Falling marginal costs

Companies with high fixed costs tend to produce large quantities. The reason is the distribution of fixed costs over a large amount, but also, for example, the use of discounts for input factors. The latter leads to marginal costs falling.

In the example above, the marginal cost is constant at $ 2 each. So with every soccer ball produced, the costs increase by $ 2. Let us now assume that if the company produces 20,000 footballs or more, they receive a discount from the leather supplier. The leather can now be bought for $ q_2´ = 0.5 € $ instead of $ q_2 = 0.75 € $. Now that means that its cost function and its marginal cost look like this:

$ K (x) = 1.5x + $ 50,000

$ K´ (x) = 1.5 $

From a production of 20,000 soccer balls, the marginal costs are only $ 1.5 instead of $ 2.

Rising marginal costs

It can also be the case that the marginal costs rise again from a certain amount. This is the case when production reaches its capacity. For example, when the leather supplier cannot deliver more than 40,000 units of leather. So a new supplier would have to be found. Suppose the company wants to produce 30,000 footballs due to the increased demand. The old leather supplier can cover 25,000 of the soccer balls, whereas a new leather supplier is used for 5,000 soccer balls with a price per unit of $ q_2 (new) = 1 € $.

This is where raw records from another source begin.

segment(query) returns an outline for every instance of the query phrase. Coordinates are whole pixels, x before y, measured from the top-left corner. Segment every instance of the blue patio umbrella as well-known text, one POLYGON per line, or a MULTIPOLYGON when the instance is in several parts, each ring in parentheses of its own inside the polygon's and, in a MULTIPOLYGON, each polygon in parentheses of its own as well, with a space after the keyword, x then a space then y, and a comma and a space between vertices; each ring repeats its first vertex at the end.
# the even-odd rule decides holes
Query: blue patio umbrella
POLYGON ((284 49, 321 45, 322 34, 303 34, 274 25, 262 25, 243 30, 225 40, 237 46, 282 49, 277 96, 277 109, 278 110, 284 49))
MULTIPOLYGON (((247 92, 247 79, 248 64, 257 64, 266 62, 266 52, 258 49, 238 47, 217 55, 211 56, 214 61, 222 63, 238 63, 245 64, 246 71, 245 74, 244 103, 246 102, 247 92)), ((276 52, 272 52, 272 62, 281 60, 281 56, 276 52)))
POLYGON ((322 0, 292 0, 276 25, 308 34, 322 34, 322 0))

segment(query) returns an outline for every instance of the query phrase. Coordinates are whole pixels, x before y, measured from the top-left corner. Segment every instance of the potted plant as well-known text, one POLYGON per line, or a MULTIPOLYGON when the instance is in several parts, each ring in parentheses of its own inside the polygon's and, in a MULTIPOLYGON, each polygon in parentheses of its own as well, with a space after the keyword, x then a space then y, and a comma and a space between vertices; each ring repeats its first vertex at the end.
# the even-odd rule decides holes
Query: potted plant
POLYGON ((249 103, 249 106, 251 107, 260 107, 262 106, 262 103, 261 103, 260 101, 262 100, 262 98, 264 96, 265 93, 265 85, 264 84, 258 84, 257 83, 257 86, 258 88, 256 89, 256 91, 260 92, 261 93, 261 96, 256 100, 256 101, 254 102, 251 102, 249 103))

The cost function for the 5,000 soccer balls looks like this:

$ K (x) = € 2.5 + $ 50,000

$ K´ (x) = 2.5 $

The Marginal cost curve so is as follows:

Less than 20,000 pieces = € 2 (old supplier without discount)

20,000 - 25,000 pieces = 1.5 € (old supplier with discount)

More footballs = € 2.5 (new supplier)

Average cost

The average cost (or unit cost) is the average cost per unit. These are calculated by dividing the costs by the quantity produced.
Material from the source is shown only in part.